Formal processes are possible when projects are consistent
I started my analyst career working as a wind analyst for renewable energy projects. This was different to my current data science role in a number of ways, but one was simply that there was one analysis methodology which was repeated again and again for different projects. In such an environment, it’s fairly straightforward to put processes in place which help constrain the analysis: you do job 1 with tool A, model process 2 with tool B, and so on. You can include best practice guidelines for quality control, and have detailed report templates for different deliverables. Because the process is fairly constant there’s space for all kinds of ways to support best practice.
My current role as a data scientist is different – each analysis I perform is new.
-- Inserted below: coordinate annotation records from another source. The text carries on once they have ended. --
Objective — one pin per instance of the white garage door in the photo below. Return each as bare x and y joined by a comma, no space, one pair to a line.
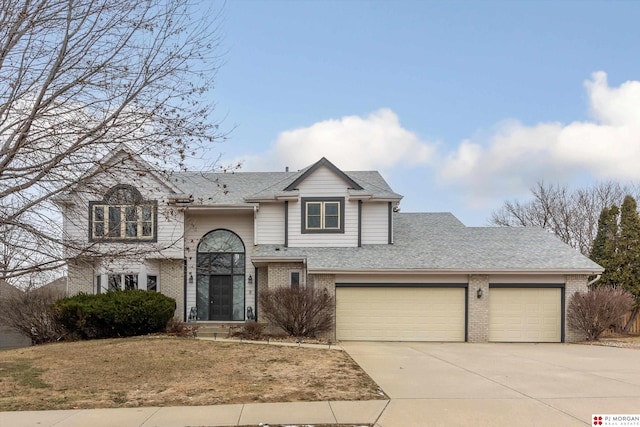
525,314
400,314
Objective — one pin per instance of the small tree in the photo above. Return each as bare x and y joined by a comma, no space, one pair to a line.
595,311
31,314
301,312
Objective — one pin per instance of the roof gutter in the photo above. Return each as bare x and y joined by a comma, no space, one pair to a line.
594,280
447,271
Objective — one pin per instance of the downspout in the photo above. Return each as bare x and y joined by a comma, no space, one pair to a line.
255,228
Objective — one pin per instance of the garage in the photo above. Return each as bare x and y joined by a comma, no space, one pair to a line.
400,313
525,314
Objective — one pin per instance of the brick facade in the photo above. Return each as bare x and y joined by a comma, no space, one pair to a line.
478,309
573,283
172,283
80,276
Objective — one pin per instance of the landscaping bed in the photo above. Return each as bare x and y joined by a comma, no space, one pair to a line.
612,339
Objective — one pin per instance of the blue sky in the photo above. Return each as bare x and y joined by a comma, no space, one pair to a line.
460,104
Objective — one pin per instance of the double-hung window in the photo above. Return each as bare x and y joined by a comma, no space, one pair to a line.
123,215
324,215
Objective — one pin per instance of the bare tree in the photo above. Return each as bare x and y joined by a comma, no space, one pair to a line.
571,214
79,77
595,311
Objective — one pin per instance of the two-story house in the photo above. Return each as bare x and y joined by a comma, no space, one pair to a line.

I’m exploring a new dataset, with a new goal and context every time. The approach of having formal processes and templates for everything is not only no longer useful, it’s completely out of reach: keeping a range of processes and templates up to date would be too much work and too much time to be worthwhile.
Project management is still extremely valuable
It’s tempting to think that this means project management of any sort is not valuable, but in fact project management is pretty important. Project management is how you communicate with your clients, users, stakeholders and colleagues. It’s how you measure your progress and store your files. It’s how you ensure you can check for errors and correct them, maintaining the correction through any later work. It’s how you create projects that you can pick up and put down as the demands on your time ebb and flow. It’s also key to how you can be consistently confident that the insight you communicate is genuine insight and not an artefact of poor processes.
Learn more about project management approaches
I recently recorded some of my thoughts about basic project management for the University Of Glasgow’s maths and statistics department. The talk was aimed at people who need to learn how to approach a data project with professionalism, and to provide them with some structure they can apply in their work. I think these basic project management approaches will stand a data scientist in good stead; used alongside tools like github for code management, they can really support a much better, more consistent approach in your work.
The challenges of project management with data projects
That said, more advanced project management in data projects also fascinates me. I have worked with waterfall projects in the past – that’s the methodology you would use for large capital projects such as building wind farms – and I’m pretty convinced it’s a poor choice for a data project. That said, I also think an agile approach has some limitations when it comes to data. Data projects tend to rely on the work of individual data scientists which doesn’t meld into teamwork too well, and the daily standups and short sprints of an agile project can be frustrating when combined with the subtle complexities of a unique dataset. I am currently working on a way to apply design thinking to data projects, something I think is potentially very useful for moving from scoping a project through to productionising it, even if it doesn’t particularly impact the actual modelling or coding used for the project.
I think all projects benefit from a level of pragmatism and flexibility in the project manager’s approach, and perhaps that is particularly true of agile projects. I am the sort of person who becomes excited by unanswered questions, and I do think we’re still looking for a project management approach that really works for data projects. It’s an unanswered question, and it’s exciting.